After a fortnight of calm Indian forces have renewed firing across the Line of Control (LoC) and Working Boundary (WB).
Last Tuesday, a 25-year-old construction worker was killed in unprovoked Indian firing in the Khuiratta Sector, prompting the Foreign Office to summon the Indian Deputy High Commissioner and hand him a demarche. As expected, the issue came up for discussion at the army corps commanders’ monthly meeting on Wednesday, with the top brass warning that renewed ceasefire violations along the LoC and WB pose a threat to regional stability. The concern, of course, is that aside from the exchange of fire causing loss of life, any miscalculation on New Delhi’s part could lead to unforeseen consequences.
Last September, for instance, India had claimed to have carried out a surgical strike inside Pakistani side of Kashmir. The claim was dismissed as false not only by Pakistan but many within that country as well. An actual adventure of this nature could easily spin out of control.
Prime Minister Narendra Modi has constantly been retching up tensions with Pakistan, escalating violence at the LoC and WB to deflect international attention from the latest wave of Kashmiri uprising, triggered by Indian security forces’ killing of a young Kashmir freedom fighter, Burhan Wani. Modi has also been threatening to divert Pakistan’s share of river waters – in violation of the Indus Water Treaty – to Indian farmers, and maligning Pakistan in international forums as the poster boy of bad behaviour accused of sponsoring terrorism. Furthermore, his proclaimed policy is to isolate Pakistan.
Modi’s anti-Pakistan rhetoric and attempts to portray himself as the man who can deliver on his campaign vow to ‘teach Pakistan a lesson’ resonate with people in northern India. The escalation in violations of the 2003 ceasefire agreement seems to be aimed at winning votes in the upcoming crucial state elections in UP. It is worth noting, however, that Modi pays allegiance to the far-right, anti-Pakistan Hindu nationalist organizations whose agenda includes avenging – real or imagined – wrongs of history. A while ago, his National Security Adviser, Ajit Doval, publicly stated that country’s ‘offensive defence’ strategy, is aimed at destabilizing Pakistan through a covert war. There are reports too of Indian military having updated its ‘Cold Start’ doctrine along with the induction of modern weaponry and improved infrastructure support near Pakistan’s borders.
Given his agenda, Modi may be tempted to try this plan and launch a quick strike on this country. War gaming and real war, nonetheless, are two different things. He can start a war but no one can predict what the response, under a nuclear overhang, would lead to.
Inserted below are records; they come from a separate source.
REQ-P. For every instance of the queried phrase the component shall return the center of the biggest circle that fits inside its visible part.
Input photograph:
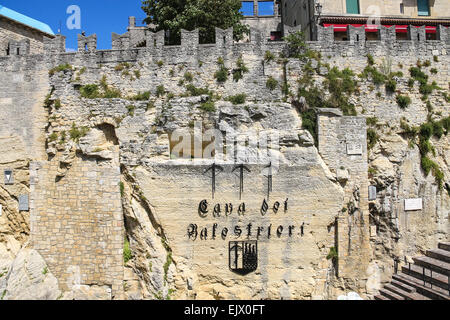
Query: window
(353, 6)
(265, 8)
(423, 7)
(247, 9)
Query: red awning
(374, 28)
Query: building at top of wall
(265, 16)
(369, 13)
(20, 34)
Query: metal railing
(424, 277)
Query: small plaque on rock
(354, 149)
(372, 193)
(23, 203)
(413, 204)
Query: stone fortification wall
(76, 186)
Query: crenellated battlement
(141, 41)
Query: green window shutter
(423, 7)
(353, 6)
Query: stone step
(407, 295)
(403, 286)
(444, 246)
(433, 264)
(380, 297)
(439, 254)
(438, 279)
(391, 295)
(436, 293)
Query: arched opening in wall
(142, 44)
(172, 38)
(276, 36)
(431, 36)
(401, 36)
(207, 36)
(110, 133)
(183, 145)
(340, 36)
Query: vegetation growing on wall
(238, 72)
(237, 99)
(421, 137)
(127, 255)
(76, 133)
(221, 75)
(60, 68)
(271, 83)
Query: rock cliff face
(117, 213)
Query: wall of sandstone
(165, 262)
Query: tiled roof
(30, 22)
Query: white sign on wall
(413, 204)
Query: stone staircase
(426, 279)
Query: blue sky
(97, 16)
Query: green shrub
(76, 133)
(194, 91)
(426, 130)
(391, 85)
(160, 90)
(60, 68)
(208, 106)
(144, 96)
(296, 45)
(425, 147)
(238, 73)
(188, 77)
(438, 129)
(53, 137)
(269, 56)
(309, 122)
(372, 138)
(90, 91)
(238, 99)
(333, 254)
(57, 104)
(377, 76)
(403, 101)
(127, 254)
(418, 74)
(446, 124)
(131, 109)
(166, 266)
(372, 121)
(370, 60)
(122, 66)
(221, 75)
(271, 83)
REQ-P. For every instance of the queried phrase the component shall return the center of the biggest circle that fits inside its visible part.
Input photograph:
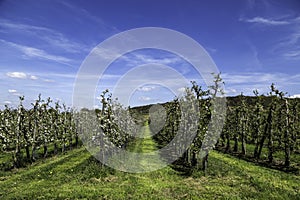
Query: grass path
(77, 175)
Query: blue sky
(43, 43)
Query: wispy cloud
(146, 88)
(20, 75)
(295, 96)
(7, 102)
(144, 98)
(12, 91)
(37, 53)
(265, 21)
(52, 37)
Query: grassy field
(77, 175)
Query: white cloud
(12, 91)
(144, 98)
(181, 90)
(32, 77)
(37, 53)
(52, 37)
(295, 96)
(21, 75)
(261, 20)
(146, 88)
(7, 102)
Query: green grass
(77, 175)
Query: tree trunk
(287, 150)
(205, 163)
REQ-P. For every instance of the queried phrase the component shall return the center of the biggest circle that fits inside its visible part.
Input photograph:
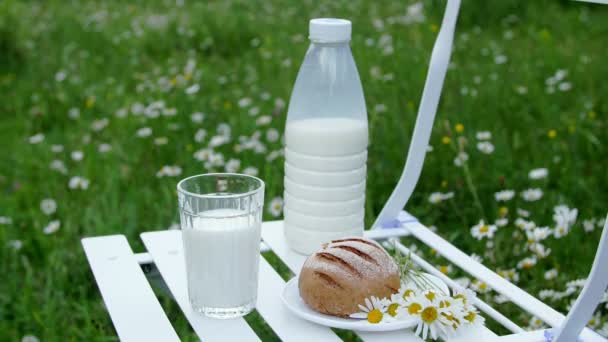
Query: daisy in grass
(483, 230)
(373, 310)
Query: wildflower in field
(232, 165)
(99, 125)
(276, 207)
(74, 113)
(144, 132)
(197, 117)
(244, 102)
(104, 148)
(538, 173)
(483, 135)
(485, 147)
(483, 230)
(272, 135)
(523, 213)
(159, 141)
(461, 158)
(78, 182)
(501, 222)
(193, 89)
(56, 148)
(550, 274)
(527, 263)
(169, 171)
(59, 166)
(29, 338)
(77, 155)
(531, 195)
(504, 195)
(373, 310)
(480, 286)
(437, 197)
(48, 206)
(250, 170)
(52, 227)
(500, 59)
(445, 269)
(36, 138)
(535, 323)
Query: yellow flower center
(407, 294)
(374, 316)
(462, 297)
(414, 308)
(392, 309)
(429, 314)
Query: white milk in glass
(326, 142)
(220, 238)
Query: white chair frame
(138, 316)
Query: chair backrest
(590, 296)
(438, 66)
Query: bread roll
(336, 279)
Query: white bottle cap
(328, 30)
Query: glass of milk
(220, 216)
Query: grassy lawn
(104, 106)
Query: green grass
(114, 55)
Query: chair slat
(166, 250)
(131, 303)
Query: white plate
(295, 304)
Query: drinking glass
(221, 215)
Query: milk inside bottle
(326, 142)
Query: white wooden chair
(138, 316)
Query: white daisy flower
(232, 165)
(169, 171)
(589, 225)
(77, 155)
(550, 274)
(373, 310)
(485, 147)
(36, 139)
(504, 195)
(482, 230)
(531, 195)
(483, 135)
(48, 206)
(15, 244)
(104, 148)
(78, 182)
(251, 170)
(501, 222)
(276, 207)
(538, 173)
(527, 263)
(197, 117)
(57, 148)
(52, 227)
(144, 132)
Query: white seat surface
(133, 307)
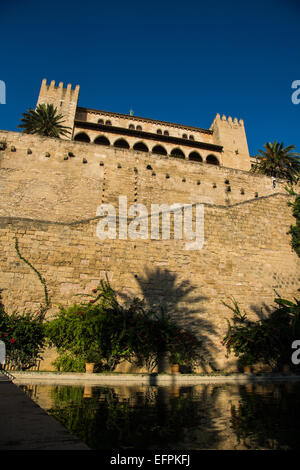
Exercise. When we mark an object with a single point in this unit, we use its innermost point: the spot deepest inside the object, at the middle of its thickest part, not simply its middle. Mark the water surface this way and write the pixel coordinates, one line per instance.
(206, 416)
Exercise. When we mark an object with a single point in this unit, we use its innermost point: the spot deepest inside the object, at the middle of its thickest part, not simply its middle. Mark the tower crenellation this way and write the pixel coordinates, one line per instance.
(64, 99)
The simmering hostilities need to be brought to an end for the sake of this region’s peace and stability as also the wellbeing of the two countries’ peoples. For its part, Pakistan has wisely kept the door to peace negotiations open despite New Delhi’s repeated rebuffs.
As long as Modi is at the helm, Pak-India normalization is very unlikely to be realized. But his desire to teach Pakistan a lesson needs to be reined in. Perhaps, India’s strategic partner, the US, can play a role in this regard. It may be recalled that in an interview he gave an Indian newspaper last November, the then president-elect Donald Trump had said “I would love to see Pakistan and India get along, because that’s a very, very hot tinderbox… that would be very great thing. I hope I can do it.” The least he can do is to make India’s Prime Minister observe restraint and nudge him towards the talks table.